Here then is the Apostle's plea: "Be reconciled to God" (v. 20). Let yourself be reconciled: the journey is not based on our strength; no one can be reconciled with God with his own strength, he cannot. The conversion of the heart, with the gestures and practices that express it, is possible only if it starts from the primacy of God's action. It is not our skills and merits to show off, but his grace to welcome that makes us return to him. . Grace saves us, salvation is pure grace, pure gratuitousness. Jesus told us clearly in the Gospel: what makes us righteous is not the justice we practice before men, but the sincere relationship with the Father. The beginning of the return to God is to recognize ourselves in need of him, in need of mercy, in need of his grace. This is the right way, the way of humility. Do I feel needy or do I feel self-sufficient?
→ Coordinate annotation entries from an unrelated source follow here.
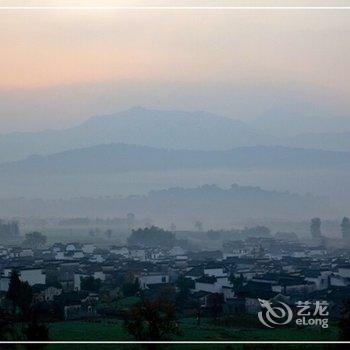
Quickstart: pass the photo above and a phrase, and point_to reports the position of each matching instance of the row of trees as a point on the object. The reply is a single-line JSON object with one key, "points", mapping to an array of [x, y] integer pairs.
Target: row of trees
{"points": [[19, 318]]}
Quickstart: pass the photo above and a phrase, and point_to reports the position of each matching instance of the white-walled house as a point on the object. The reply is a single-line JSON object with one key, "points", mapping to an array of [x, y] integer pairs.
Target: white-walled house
{"points": [[123, 251], [32, 276], [4, 283], [88, 248], [137, 254], [152, 278], [215, 271]]}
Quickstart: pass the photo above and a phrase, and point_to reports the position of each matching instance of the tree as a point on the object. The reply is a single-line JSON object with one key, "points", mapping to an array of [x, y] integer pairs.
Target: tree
{"points": [[19, 293], [215, 303], [237, 282], [185, 285], [345, 228], [8, 330], [152, 320], [344, 323], [90, 284], [315, 228], [108, 233], [198, 226], [35, 239], [130, 288]]}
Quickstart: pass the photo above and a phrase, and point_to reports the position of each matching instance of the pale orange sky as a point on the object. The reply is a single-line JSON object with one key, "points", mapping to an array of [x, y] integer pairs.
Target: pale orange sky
{"points": [[56, 48]]}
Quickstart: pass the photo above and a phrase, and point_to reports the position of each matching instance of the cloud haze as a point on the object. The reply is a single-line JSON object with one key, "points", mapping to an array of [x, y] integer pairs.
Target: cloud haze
{"points": [[59, 67]]}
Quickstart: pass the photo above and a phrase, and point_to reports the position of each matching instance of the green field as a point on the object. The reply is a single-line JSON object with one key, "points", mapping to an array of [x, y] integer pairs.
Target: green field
{"points": [[113, 330]]}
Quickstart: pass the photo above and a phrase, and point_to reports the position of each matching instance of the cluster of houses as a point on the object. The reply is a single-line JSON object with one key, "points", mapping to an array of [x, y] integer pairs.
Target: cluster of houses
{"points": [[242, 272]]}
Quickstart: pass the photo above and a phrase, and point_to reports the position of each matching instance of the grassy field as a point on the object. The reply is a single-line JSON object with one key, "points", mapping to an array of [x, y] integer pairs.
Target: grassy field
{"points": [[113, 330]]}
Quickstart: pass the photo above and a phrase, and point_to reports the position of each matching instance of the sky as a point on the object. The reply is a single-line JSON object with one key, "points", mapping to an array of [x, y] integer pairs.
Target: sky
{"points": [[57, 68]]}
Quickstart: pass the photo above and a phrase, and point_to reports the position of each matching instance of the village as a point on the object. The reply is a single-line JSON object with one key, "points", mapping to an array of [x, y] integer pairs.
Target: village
{"points": [[83, 281]]}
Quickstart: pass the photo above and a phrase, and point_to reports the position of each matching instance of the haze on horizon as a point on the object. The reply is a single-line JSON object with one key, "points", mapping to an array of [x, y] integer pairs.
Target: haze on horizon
{"points": [[59, 68]]}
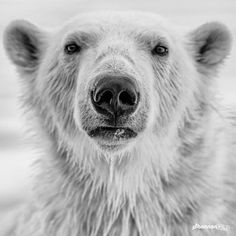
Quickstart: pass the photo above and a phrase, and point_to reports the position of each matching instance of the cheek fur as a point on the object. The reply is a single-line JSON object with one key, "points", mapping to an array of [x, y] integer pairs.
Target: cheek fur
{"points": [[60, 90]]}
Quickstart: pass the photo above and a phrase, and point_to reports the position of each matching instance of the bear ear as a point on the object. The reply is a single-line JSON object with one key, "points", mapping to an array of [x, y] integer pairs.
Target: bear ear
{"points": [[212, 43], [24, 44]]}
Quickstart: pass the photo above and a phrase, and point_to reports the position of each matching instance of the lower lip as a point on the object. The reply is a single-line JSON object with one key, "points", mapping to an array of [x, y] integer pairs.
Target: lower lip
{"points": [[112, 133]]}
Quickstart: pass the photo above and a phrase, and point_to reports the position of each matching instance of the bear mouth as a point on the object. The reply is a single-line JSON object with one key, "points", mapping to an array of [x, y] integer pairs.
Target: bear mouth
{"points": [[112, 133]]}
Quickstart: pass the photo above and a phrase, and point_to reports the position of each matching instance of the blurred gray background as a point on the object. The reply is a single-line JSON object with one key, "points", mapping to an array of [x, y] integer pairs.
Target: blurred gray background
{"points": [[15, 152]]}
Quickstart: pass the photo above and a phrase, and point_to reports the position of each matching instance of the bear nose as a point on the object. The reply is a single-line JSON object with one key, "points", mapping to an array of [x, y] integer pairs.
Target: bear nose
{"points": [[115, 96]]}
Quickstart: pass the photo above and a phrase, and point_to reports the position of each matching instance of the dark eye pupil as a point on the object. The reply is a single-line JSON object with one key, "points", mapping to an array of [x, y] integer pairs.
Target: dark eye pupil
{"points": [[160, 50], [72, 48]]}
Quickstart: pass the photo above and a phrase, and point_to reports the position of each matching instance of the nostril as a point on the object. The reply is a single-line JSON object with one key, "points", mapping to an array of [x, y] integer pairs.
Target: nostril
{"points": [[127, 98], [104, 96]]}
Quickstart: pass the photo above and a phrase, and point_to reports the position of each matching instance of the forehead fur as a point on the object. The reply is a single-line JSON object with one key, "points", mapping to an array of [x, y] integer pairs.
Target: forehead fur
{"points": [[132, 21]]}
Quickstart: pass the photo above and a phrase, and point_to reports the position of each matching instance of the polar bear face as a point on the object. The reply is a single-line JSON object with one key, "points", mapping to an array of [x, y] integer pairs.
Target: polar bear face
{"points": [[115, 79]]}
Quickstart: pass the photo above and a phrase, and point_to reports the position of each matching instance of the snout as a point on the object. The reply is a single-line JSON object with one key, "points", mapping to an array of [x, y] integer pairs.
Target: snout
{"points": [[115, 96]]}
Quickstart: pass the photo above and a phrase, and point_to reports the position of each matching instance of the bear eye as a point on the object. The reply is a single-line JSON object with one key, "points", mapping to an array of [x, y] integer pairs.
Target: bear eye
{"points": [[72, 48], [160, 50]]}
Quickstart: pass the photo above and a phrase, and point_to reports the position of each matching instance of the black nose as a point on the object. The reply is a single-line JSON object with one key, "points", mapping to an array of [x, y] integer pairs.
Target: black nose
{"points": [[115, 96]]}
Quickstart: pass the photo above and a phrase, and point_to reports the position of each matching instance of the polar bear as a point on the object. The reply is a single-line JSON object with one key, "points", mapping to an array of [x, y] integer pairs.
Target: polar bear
{"points": [[136, 143]]}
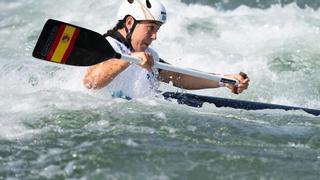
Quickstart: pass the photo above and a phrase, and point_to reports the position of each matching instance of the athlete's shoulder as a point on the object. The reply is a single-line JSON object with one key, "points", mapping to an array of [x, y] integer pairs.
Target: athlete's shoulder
{"points": [[154, 54]]}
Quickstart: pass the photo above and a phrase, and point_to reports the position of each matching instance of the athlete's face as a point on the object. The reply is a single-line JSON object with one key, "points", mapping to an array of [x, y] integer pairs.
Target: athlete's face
{"points": [[143, 35]]}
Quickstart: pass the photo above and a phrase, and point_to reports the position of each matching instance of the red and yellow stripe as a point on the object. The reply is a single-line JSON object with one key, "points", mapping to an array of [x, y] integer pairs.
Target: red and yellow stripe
{"points": [[63, 44]]}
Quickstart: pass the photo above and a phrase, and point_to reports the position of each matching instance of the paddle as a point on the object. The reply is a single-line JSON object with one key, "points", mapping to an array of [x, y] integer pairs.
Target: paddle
{"points": [[65, 43]]}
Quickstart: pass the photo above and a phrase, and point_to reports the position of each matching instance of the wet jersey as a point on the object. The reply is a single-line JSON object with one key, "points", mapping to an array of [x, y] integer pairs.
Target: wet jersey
{"points": [[133, 81]]}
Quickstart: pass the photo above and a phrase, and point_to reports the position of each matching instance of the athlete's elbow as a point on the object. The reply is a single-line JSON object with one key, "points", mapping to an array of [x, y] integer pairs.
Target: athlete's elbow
{"points": [[91, 83]]}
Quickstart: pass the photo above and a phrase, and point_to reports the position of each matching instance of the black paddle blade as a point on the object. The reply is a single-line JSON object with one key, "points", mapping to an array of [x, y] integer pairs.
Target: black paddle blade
{"points": [[69, 44]]}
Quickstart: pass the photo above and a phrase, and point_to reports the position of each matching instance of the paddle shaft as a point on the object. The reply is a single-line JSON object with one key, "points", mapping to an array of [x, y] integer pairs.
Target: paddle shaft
{"points": [[65, 43], [190, 72]]}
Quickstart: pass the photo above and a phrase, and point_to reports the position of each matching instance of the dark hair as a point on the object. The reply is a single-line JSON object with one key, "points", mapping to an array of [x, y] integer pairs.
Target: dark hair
{"points": [[112, 31]]}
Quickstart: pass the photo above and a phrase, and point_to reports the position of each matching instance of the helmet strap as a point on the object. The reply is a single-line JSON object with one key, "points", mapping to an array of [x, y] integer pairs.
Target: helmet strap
{"points": [[129, 34]]}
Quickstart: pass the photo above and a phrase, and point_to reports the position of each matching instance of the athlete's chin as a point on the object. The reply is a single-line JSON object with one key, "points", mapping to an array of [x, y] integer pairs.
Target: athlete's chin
{"points": [[142, 47]]}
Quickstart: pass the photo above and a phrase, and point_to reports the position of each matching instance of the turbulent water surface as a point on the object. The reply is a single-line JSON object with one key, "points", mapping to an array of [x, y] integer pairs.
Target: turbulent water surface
{"points": [[51, 127]]}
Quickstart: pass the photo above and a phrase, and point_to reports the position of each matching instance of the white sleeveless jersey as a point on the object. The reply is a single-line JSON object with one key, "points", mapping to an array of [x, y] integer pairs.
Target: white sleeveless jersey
{"points": [[134, 81]]}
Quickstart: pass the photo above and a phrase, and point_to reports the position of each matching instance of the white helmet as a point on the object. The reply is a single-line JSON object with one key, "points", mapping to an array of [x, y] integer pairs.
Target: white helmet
{"points": [[143, 10]]}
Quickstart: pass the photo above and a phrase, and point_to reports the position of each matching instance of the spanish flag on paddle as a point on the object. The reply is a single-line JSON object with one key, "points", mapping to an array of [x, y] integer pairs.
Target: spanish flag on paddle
{"points": [[64, 43]]}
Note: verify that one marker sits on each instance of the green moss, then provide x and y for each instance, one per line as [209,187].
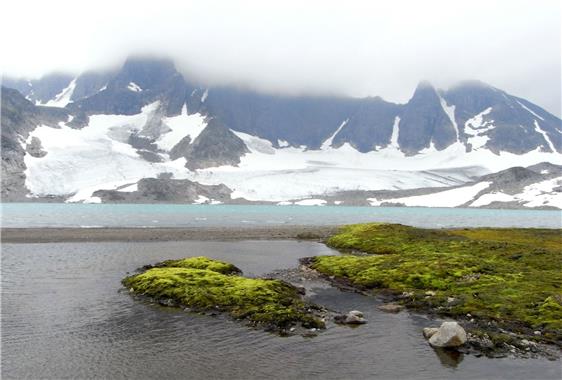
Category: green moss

Today we lower our heads to receive the ashes. After Lent we will lower ourselves even more to wash the feet of the brothers. Lent is a humble descent within us and towards others. It is to understand that salvation is not a climb to glory, but a lowering of love. It is making us small. On this journey, so as not to lose our way, let us place ourselves in front of the cross of Jesus: it is the silent chair of God. Let us look at his wounds every day, the wounds he brought to Heaven and shows the Father, every day, in the his intercessory prayer. We look at his wounds every day. In those holes we recognize our emptiness, our shortcomings, the wounds of sin, the blows that have hurt us. Yet right there we see that God does not point the finger at us, but opens his hands to us.1 Pt 2.25; Is 53.5). Let's kiss them and we will understand that right there, in the most painful holes of life, God awaits us with his infinite mercy. Because there, where we are most vulnerable, where we are most ashamed, He came to meet us. And now that he has come to meet us, he invites us to return to him, to rediscover the joy of being loved.